Allora mettiti a fare il birraio…così farai i soldi anche te….o forse no….
Utili=Perdite? Ma va…
Il fatto di crescere serve proprio per stare in piedi…..
Intanto che parli di ammortamenti…pensa al cash flow….che forse è più importante…

Stefano non essere pesante….take it easy….potrai fare molta strada..

Bruno, non è che la laurea l’hai comprata all’università di malta? le consistenze di cassa cosa sono secondo te?

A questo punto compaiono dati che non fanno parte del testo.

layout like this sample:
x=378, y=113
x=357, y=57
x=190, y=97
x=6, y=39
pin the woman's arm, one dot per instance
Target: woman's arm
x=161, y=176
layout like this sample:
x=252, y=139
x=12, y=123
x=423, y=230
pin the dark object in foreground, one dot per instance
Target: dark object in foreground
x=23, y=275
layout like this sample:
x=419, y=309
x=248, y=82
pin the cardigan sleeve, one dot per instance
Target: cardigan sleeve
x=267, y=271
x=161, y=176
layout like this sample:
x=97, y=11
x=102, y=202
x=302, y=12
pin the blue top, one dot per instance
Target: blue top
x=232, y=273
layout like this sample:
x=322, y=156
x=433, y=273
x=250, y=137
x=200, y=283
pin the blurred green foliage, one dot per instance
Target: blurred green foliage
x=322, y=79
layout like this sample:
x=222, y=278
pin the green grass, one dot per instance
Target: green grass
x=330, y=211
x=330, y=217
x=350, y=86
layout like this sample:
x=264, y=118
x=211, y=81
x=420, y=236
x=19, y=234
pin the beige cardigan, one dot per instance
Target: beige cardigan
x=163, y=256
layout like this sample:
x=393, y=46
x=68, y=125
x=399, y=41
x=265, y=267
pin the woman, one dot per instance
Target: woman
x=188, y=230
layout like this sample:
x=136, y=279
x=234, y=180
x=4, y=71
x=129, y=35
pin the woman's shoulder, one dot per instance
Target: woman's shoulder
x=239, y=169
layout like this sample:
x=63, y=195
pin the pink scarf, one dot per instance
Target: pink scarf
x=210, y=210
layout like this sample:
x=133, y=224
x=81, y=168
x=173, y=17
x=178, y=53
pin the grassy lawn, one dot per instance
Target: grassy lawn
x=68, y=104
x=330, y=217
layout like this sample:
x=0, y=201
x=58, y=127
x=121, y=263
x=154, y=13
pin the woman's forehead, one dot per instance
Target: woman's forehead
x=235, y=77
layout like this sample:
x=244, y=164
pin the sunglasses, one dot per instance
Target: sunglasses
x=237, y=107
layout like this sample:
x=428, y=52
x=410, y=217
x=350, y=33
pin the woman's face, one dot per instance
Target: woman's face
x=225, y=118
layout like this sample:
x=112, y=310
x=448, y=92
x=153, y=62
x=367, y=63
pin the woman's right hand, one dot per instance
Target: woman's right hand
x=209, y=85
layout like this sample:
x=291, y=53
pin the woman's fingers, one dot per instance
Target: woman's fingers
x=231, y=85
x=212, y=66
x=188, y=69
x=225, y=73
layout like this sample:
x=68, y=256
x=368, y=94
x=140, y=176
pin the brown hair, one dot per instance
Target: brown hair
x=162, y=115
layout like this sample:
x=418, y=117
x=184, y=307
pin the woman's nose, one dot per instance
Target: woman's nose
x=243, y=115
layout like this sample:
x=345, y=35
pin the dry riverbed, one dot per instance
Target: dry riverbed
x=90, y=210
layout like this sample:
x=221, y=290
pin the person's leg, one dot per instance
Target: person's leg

potrò fare molta strada… sì in mezzo. spera che il prossimo giro non abbia ancora ragione Roubini e quello che diceva ieri a Milano

Consistenza di cassa…..sà molto di 1800……avanti cristo…
Stefano a parte gli scherzi …goditi sta minchia di birra….non tormentarti anche su quella….
Take It Easy 2…..

…goditi sta minchia di birra…
frase perfetta.
attitudine da riportare nelle strade.
Catalizzatore for president

scusate l’intrusione.

@Cata

non sa molto di 1800. sa di italiano, lingua che probabilmente mastichi poco

@dela

torna a giocare con i tappi sulla spiaggia o a mandare email minatorie che ti riesce meglio. Cata, bei fans che ti ritrovi… tienti stretto il Ricci, dammi retta

e quanto ve la cantate e ve la suonate tu e il tuo amichetto…io vi ho già dimenticato, aspetto solo che anche voi iniziate ad ignorarmi (voglia iddio)

ecco bravo, ignorami e lasciami parlare col Cata senza scassare

non so il mio amichetto, io non ho la minima intenzione di iniziare a ignorarti. rassegnati

Fino a quando non ne arriva uno più cretino anche io continuo a giocarci.